Mrs. Pallinson gave a little shriek of horror on hearing this allusion, and protested against so profane a use of the gospel.
“But the gospel was meant to be our guide in common things, wasn’t it, Mrs. Pallinson? However, there’s not the least use in your being angry; for I mean to do what I can for Mr. Saltram, and there’s no one in the world could turn me from my intention.”
“Indeed!” cried the elder lady, indignantly; “and when he recovers you mean to marry him, I daresay. You will be weak enough to throw away your fortune upon a profligate and a spendthrift, a man who is certain to make any woman miserable.”
And hereupon there arose what Sheridan calls “a very pretty quarrel” between the two ladies, which went very near to end in Mrs. Pallinson’s total withdrawal from Cavendish-square. Very nearly, but not quite, to that agreeable consummation did matters proceed; for, on the very verge of the final words which could have spoken the sentence of
separation, Mrs. Pallinson was suddenly melted, and declared that nothing, no outrage of her feelings—”and heaven knows how they have been trodden on this day,” the injured matron added in parenthesis — should induce her to desert her dearest Adela. And so there was a hollow peace patched up, and Mrs. Branston felt that the blessings of freedom, the delightful relief of an escape from Pallinsonian influences, were not yet to be hers. Directly she heard from Gilbert that change of air had been ordered for the patient, she was eager to offer her villa near Maidenhead for his accommodation. “The house is always kept in apple-pie order,” she wrote to Gilbert; “and I can send down more servants to make everything comfortable for the invalid.”
“I know he is fond of the place,” she added in conclusion, after setting out all the merits of the villa with feminine minuteness; “at least I know he used to like it, and I think it would please him to get well there. I can only say that it would make me very happy; so do arrange it, dear Mr. Fenton, if possible, and oblige yours ever faithfully, ADELA BRANSTON.”

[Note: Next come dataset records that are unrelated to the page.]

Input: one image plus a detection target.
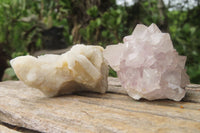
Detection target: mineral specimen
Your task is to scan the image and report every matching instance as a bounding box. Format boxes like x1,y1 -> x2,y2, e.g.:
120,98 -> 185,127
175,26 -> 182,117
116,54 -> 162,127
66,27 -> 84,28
10,45 -> 108,97
104,24 -> 189,101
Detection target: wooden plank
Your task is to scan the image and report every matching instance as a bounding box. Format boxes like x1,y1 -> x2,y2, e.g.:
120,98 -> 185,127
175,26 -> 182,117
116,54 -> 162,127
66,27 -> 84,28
0,125 -> 20,133
0,78 -> 200,133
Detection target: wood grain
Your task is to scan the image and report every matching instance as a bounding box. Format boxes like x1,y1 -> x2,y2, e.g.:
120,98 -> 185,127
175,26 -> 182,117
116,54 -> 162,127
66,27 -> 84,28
0,78 -> 200,133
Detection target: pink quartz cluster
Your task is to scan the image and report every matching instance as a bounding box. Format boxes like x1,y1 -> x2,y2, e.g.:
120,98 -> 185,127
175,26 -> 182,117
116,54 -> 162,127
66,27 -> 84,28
104,24 -> 190,101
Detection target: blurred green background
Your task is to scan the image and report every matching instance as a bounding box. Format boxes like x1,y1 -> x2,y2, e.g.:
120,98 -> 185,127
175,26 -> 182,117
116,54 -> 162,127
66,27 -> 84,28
0,0 -> 200,83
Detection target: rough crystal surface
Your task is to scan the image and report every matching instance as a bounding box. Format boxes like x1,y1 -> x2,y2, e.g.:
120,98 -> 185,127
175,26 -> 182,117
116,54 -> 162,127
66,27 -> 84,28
10,45 -> 108,97
104,24 -> 189,101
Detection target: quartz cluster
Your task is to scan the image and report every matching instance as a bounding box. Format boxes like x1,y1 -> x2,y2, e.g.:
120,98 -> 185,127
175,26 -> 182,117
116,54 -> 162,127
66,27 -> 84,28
104,24 -> 189,101
10,44 -> 108,97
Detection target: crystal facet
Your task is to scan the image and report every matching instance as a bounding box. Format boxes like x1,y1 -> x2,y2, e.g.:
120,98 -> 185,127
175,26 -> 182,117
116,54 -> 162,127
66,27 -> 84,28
10,45 -> 108,97
104,24 -> 189,101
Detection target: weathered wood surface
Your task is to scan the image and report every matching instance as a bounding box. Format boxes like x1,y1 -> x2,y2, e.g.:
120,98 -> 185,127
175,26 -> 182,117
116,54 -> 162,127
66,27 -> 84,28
0,125 -> 20,133
0,78 -> 200,133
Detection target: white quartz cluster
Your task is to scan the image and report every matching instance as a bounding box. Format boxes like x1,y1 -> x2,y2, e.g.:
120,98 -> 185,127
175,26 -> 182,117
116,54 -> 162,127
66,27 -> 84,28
104,24 -> 189,101
10,44 -> 108,97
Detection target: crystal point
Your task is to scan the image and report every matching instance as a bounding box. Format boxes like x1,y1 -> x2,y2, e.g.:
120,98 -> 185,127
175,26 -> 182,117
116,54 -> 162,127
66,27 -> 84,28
104,24 -> 189,101
10,45 -> 108,97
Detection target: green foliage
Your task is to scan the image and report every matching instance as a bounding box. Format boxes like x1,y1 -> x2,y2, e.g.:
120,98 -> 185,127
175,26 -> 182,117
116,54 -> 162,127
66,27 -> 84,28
80,6 -> 127,47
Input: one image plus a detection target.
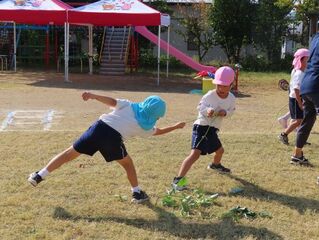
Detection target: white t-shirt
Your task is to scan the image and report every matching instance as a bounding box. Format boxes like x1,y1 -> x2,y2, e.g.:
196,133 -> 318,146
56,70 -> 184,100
194,90 -> 236,129
100,99 -> 155,139
289,69 -> 305,98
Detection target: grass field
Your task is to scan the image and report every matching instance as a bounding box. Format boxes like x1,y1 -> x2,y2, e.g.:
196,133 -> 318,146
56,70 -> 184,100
0,72 -> 319,240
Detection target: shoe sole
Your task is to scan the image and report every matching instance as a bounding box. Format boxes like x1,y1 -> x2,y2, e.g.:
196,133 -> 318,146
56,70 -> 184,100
207,166 -> 231,174
278,136 -> 289,146
28,178 -> 38,187
171,184 -> 188,192
131,198 -> 149,204
290,161 -> 313,167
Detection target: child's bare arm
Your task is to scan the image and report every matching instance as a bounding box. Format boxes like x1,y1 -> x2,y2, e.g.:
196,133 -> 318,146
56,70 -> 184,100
82,92 -> 117,107
153,122 -> 186,136
294,88 -> 303,109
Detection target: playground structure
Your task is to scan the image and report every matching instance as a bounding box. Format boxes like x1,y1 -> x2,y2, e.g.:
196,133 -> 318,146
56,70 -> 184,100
0,0 -> 224,84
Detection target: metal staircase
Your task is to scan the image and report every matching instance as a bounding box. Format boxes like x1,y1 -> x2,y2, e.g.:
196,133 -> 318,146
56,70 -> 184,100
100,27 -> 130,76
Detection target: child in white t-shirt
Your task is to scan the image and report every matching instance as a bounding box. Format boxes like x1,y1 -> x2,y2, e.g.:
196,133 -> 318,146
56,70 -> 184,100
172,67 -> 235,191
278,48 -> 309,145
28,92 -> 185,203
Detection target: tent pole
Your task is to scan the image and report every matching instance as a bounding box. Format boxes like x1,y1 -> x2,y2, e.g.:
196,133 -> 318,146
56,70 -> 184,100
13,22 -> 17,72
166,26 -> 170,78
157,25 -> 161,86
64,23 -> 71,82
89,25 -> 93,75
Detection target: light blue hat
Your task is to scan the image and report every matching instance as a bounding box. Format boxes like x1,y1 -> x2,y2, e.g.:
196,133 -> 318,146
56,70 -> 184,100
131,96 -> 166,130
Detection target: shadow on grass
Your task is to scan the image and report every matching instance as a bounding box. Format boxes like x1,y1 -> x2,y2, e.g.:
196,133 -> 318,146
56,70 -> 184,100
53,203 -> 283,240
18,72 -> 250,98
227,175 -> 319,214
28,74 -> 201,93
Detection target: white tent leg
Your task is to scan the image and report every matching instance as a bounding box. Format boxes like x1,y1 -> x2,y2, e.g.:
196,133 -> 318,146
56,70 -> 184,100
89,25 -> 93,75
13,22 -> 17,72
157,25 -> 161,86
64,23 -> 71,82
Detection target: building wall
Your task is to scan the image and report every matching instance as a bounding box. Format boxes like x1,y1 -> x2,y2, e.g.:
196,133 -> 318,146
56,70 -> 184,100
154,5 -> 255,63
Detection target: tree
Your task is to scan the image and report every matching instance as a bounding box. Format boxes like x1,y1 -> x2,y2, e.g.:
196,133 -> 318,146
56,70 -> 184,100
294,0 -> 319,46
175,2 -> 214,62
210,0 -> 254,63
254,0 -> 292,65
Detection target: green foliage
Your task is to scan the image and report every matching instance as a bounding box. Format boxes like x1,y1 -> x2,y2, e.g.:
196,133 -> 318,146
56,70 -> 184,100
240,55 -> 293,72
145,0 -> 173,15
222,206 -> 272,222
175,2 -> 214,62
162,188 -> 218,218
254,0 -> 292,64
210,0 -> 254,63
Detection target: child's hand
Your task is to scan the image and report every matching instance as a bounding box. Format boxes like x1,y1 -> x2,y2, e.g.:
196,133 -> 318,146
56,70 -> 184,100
298,103 -> 303,110
207,108 -> 214,117
175,122 -> 186,129
82,92 -> 92,101
217,110 -> 227,117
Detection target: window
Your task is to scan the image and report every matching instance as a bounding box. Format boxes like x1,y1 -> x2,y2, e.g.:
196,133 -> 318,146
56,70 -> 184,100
187,32 -> 197,51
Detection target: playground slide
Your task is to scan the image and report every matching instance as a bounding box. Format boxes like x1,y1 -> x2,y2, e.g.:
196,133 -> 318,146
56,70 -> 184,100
135,26 -> 216,72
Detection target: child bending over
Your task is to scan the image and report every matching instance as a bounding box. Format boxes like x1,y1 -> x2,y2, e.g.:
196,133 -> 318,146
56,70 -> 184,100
28,92 -> 185,203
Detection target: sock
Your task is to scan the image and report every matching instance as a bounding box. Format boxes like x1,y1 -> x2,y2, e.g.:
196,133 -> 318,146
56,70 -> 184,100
131,186 -> 141,193
281,112 -> 290,121
173,177 -> 183,184
38,168 -> 49,179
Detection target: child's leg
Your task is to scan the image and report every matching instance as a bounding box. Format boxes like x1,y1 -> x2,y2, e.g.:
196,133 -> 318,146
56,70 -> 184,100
28,146 -> 81,187
281,111 -> 290,121
283,119 -> 302,135
213,147 -> 224,165
117,155 -> 138,188
45,146 -> 81,173
117,155 -> 148,203
178,149 -> 201,177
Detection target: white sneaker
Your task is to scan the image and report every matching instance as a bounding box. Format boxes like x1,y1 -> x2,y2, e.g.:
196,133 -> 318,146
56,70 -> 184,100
278,117 -> 288,129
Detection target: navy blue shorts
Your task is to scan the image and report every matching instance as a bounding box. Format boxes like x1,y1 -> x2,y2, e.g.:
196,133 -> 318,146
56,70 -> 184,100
192,124 -> 222,155
73,120 -> 127,162
289,97 -> 304,119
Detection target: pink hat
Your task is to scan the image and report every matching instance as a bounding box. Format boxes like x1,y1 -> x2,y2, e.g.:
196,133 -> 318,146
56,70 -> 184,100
213,67 -> 235,86
292,48 -> 310,70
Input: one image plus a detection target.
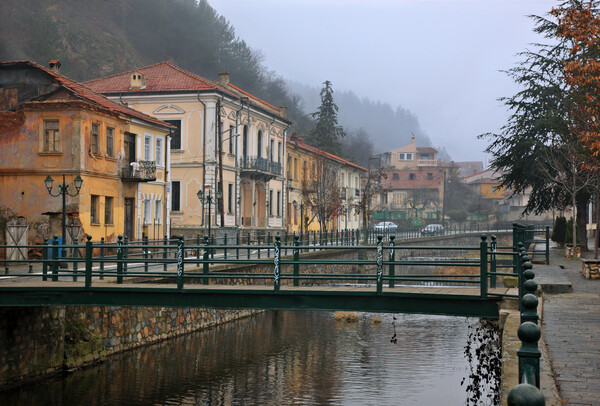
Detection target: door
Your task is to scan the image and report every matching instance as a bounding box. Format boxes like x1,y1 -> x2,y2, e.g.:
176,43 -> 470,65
124,197 -> 135,241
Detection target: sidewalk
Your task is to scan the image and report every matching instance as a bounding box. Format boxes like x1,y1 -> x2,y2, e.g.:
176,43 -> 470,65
533,243 -> 600,405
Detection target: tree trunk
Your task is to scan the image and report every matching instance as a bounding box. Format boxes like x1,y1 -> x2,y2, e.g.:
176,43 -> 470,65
577,192 -> 590,251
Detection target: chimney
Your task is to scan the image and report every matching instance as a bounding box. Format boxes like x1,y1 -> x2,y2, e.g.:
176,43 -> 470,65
48,59 -> 61,75
129,70 -> 146,90
217,72 -> 229,86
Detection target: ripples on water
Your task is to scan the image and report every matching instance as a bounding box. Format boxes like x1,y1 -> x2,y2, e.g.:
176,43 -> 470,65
0,311 -> 488,406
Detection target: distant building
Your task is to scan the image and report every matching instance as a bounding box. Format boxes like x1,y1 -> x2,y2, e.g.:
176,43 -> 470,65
0,61 -> 172,243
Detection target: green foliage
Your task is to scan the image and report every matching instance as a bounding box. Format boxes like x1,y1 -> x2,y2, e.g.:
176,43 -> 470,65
307,80 -> 345,155
550,216 -> 573,245
565,219 -> 581,244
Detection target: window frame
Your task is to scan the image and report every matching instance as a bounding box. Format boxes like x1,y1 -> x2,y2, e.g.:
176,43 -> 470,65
171,180 -> 181,212
90,123 -> 100,155
40,118 -> 62,154
106,127 -> 115,158
104,196 -> 114,225
90,195 -> 100,225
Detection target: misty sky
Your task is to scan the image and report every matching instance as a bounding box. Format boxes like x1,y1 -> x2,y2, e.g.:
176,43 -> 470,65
208,0 -> 558,165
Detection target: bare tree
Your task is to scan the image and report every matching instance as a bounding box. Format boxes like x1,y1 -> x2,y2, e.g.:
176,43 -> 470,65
537,139 -> 596,256
302,157 -> 345,235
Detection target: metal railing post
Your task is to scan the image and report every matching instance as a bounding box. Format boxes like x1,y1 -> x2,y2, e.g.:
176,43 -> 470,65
142,235 -> 148,272
52,234 -> 58,282
100,237 -> 104,280
389,235 -> 396,288
273,235 -> 281,292
377,235 -> 383,293
490,235 -> 498,288
85,234 -> 92,288
202,235 -> 208,285
117,234 -> 123,284
42,237 -> 50,282
177,235 -> 184,291
294,234 -> 300,286
479,234 -> 488,299
123,236 -> 129,275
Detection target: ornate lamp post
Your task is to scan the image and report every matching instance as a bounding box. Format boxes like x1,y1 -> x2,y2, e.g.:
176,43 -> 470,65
196,189 -> 223,237
44,174 -> 83,267
292,200 -> 304,235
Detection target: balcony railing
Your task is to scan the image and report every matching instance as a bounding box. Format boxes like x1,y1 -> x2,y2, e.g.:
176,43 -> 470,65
121,161 -> 156,182
240,156 -> 281,176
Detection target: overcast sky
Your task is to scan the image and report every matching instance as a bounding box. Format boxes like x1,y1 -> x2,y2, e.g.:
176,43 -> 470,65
208,0 -> 557,165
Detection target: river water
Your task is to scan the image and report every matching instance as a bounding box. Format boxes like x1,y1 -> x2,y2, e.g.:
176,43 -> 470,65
0,311 -> 488,406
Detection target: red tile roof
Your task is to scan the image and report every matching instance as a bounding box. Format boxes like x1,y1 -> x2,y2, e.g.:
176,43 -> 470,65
286,133 -> 367,172
85,61 -> 287,121
0,61 -> 172,128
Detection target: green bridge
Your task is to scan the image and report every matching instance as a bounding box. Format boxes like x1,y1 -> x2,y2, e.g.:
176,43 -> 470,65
0,225 -> 548,319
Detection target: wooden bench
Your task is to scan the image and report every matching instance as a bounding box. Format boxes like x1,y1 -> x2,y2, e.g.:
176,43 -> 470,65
581,259 -> 600,279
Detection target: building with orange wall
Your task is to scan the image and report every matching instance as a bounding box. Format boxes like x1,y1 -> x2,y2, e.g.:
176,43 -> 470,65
0,61 -> 172,243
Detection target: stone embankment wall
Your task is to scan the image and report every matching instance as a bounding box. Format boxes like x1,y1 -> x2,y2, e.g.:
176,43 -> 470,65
0,306 -> 257,388
0,230 -> 511,388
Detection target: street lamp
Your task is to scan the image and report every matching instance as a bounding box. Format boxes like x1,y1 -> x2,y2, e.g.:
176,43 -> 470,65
196,189 -> 223,237
44,174 -> 83,267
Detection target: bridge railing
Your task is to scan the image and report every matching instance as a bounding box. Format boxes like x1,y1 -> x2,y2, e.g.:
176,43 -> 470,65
0,235 -> 516,298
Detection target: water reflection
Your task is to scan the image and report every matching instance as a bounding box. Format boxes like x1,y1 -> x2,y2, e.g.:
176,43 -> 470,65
0,311 -> 474,406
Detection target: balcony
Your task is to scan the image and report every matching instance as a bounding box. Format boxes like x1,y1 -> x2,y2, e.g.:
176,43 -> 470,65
121,161 -> 156,182
240,156 -> 281,181
417,159 -> 437,166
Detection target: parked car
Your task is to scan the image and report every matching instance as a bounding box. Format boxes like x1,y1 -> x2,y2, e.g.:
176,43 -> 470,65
421,224 -> 445,236
373,221 -> 398,233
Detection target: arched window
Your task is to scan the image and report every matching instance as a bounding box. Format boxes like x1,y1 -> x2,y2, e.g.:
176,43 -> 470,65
256,130 -> 262,158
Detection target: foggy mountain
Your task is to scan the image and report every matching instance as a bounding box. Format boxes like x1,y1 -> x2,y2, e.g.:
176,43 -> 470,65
0,0 -> 450,160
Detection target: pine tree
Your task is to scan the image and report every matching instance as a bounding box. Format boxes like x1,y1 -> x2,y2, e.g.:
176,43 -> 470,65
307,80 -> 345,155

“Poor little woman,” murmured Gilbert, as he finished the letter. “No; we will not impose upon her kindness; we will go somewhere else. Better for her that she should see and hear but little of John Saltram for all time to come; and then the foolish fancy will wear itself out perhaps, and she may live to be a happy wife yet; unless she, too, is afflicted with the fatal capability of constancy. Is that such a common quality, I wonder? are there many so luckless as to love once and once only, and who, setting all their hopes upon one cast, lose all if that be fatal?”
Gilbert told John Saltram of Mrs. Branston’s offer, which he was as prompt to decline as Gilbert himself had been. “It is like her to wish it,” he said; “but no, I should feel myself a double traitor and impostor under her roof. I have done her wrong enough already. If I could have loved her, Gilbert, all might have been well for you and me. God knows I tried to love her, poor little woman; and she is just the kind of woman who might twine herself about any man’s heart — graceful, pretty, gracious, tender, bright and intelligent enough for any man; and not too clever. But my heart she never touched. From the hour I saw that other, I was lost. I will tell you all about that some day. No; we will not go to the villa. Write and give Mrs. Branston my best thanks for the generous offer, and invent some excuse for declining it; that’s a good fellow.”